Когда другие сотни стрельцов Бельского пошли дозорами по улицам столицы, здесь даже гуще, чем в Кремле, запахло опричным переворотом. Только опричнины теперь боялись слишком многие, и ни посадским, ни детям боярским не хотелось стелиться перед свирепыми ребятами с собачьими черепами у седел. Борису Годунову они тоже были ни к чему.
Прибытие литовского посольства в Москву замедлило опасное развитие событий, может быть – подарило лишний день противникам Богдана Бельского. По меньшей мере, Ивану Петровичу Шуйскому, всё ещё не приехавшему из Пскова.

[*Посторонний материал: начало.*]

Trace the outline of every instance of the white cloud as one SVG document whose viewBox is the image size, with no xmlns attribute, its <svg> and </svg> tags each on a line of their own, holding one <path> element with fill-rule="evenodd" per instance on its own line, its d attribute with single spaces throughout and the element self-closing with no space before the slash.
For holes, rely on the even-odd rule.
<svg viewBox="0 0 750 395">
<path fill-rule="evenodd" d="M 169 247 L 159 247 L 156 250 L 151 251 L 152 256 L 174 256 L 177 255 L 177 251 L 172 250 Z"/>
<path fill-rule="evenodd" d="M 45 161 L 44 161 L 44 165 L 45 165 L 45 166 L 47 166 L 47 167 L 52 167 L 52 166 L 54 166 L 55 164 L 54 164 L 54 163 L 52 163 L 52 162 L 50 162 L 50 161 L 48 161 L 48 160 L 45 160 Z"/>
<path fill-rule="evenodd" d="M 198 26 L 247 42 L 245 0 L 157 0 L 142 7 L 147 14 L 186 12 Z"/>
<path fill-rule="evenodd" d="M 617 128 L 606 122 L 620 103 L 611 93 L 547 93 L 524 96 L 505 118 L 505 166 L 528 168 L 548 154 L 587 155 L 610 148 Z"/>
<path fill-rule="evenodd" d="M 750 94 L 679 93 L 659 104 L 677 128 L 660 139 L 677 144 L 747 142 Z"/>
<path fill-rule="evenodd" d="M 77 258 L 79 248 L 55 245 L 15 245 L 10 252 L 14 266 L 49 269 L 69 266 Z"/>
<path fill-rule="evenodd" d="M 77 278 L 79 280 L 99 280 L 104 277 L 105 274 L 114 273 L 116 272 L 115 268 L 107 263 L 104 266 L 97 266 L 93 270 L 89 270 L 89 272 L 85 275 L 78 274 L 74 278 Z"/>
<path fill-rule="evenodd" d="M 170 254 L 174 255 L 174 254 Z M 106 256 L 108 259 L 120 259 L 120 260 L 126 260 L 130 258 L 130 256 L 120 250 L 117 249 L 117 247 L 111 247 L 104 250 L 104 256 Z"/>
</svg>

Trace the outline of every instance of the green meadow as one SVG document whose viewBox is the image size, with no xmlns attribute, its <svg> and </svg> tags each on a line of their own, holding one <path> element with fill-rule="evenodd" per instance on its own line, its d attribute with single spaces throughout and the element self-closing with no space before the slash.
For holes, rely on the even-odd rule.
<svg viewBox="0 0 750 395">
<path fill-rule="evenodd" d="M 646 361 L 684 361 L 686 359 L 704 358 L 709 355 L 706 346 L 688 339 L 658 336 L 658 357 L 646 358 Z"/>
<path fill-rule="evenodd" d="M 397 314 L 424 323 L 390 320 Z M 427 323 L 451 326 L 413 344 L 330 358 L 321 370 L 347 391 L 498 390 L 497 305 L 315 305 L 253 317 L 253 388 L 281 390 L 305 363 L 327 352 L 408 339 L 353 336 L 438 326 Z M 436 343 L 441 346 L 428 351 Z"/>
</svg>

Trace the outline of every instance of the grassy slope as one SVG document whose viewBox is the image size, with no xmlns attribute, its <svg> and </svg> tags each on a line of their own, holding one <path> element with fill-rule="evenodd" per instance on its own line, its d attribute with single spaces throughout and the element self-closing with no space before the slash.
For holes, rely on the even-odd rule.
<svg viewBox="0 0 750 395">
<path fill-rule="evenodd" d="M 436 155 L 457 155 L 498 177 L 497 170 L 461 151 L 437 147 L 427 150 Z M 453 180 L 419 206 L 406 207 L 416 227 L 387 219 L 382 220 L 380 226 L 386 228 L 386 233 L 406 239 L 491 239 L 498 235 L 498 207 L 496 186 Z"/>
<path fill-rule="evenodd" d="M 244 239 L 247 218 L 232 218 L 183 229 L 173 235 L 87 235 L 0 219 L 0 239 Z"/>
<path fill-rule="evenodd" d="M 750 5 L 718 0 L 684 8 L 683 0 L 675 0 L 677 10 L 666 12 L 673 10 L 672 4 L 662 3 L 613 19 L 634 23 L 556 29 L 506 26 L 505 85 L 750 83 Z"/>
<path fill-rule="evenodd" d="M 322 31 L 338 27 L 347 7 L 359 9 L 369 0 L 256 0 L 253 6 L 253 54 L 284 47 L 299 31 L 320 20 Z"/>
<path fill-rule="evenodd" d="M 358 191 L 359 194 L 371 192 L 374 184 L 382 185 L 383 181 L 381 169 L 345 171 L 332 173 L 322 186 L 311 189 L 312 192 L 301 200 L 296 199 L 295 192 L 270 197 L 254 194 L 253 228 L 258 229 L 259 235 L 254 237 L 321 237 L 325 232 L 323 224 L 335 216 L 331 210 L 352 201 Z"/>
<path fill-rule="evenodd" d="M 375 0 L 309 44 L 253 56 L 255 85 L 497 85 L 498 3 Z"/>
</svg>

Ради приёма пана Сапеги бояре отложили местнический спор между Богданом Яковлевичем и земским казначеем Головиным. На первом разбирательстве земские так освирепели, что Бельскому пришлось спасаться в палатах нового царя. Значит, под крылышком Годуновых... Стрельцы по-прежнему стояли на стене, занимали ключевые позиции в городе. Воинская сила и воля слабоумного царя объединились против назначенных покойным государем опекунов-душеприказчиков.
Их отстранили даже от приёма посла Сапеги. Его встречали дворовый князь Трубецкой и Годунов. Пронырливые литовцы обнаружили и несогласия в Кремле, и неуверенность новых правителей. Жаль, что боярам не хватило решительности, предусмотрительности, силы, чтобы после отъезда посольства покончить с Бельским – выдать казначею «с головой», как принято при местнических спорах. Если бы Фёдор, а значит – Годунов утвердили приговор, Богдану Яковлевичу пришлось бы тащиться во двор Головина с повинной, а стрельцам его решать: выступить против государя или разбегаться.
Вместо этого Мстиславский, Юрьев, Шереметев разъехались по своим дворам обедать. Жили они за пределами Кремля, в Зарядье. Бельский немедля приказал запереть ворота. С ближнего яма сообщили, что Шуйский прибыл, меняет лошадей. Счёт пошёл на часы.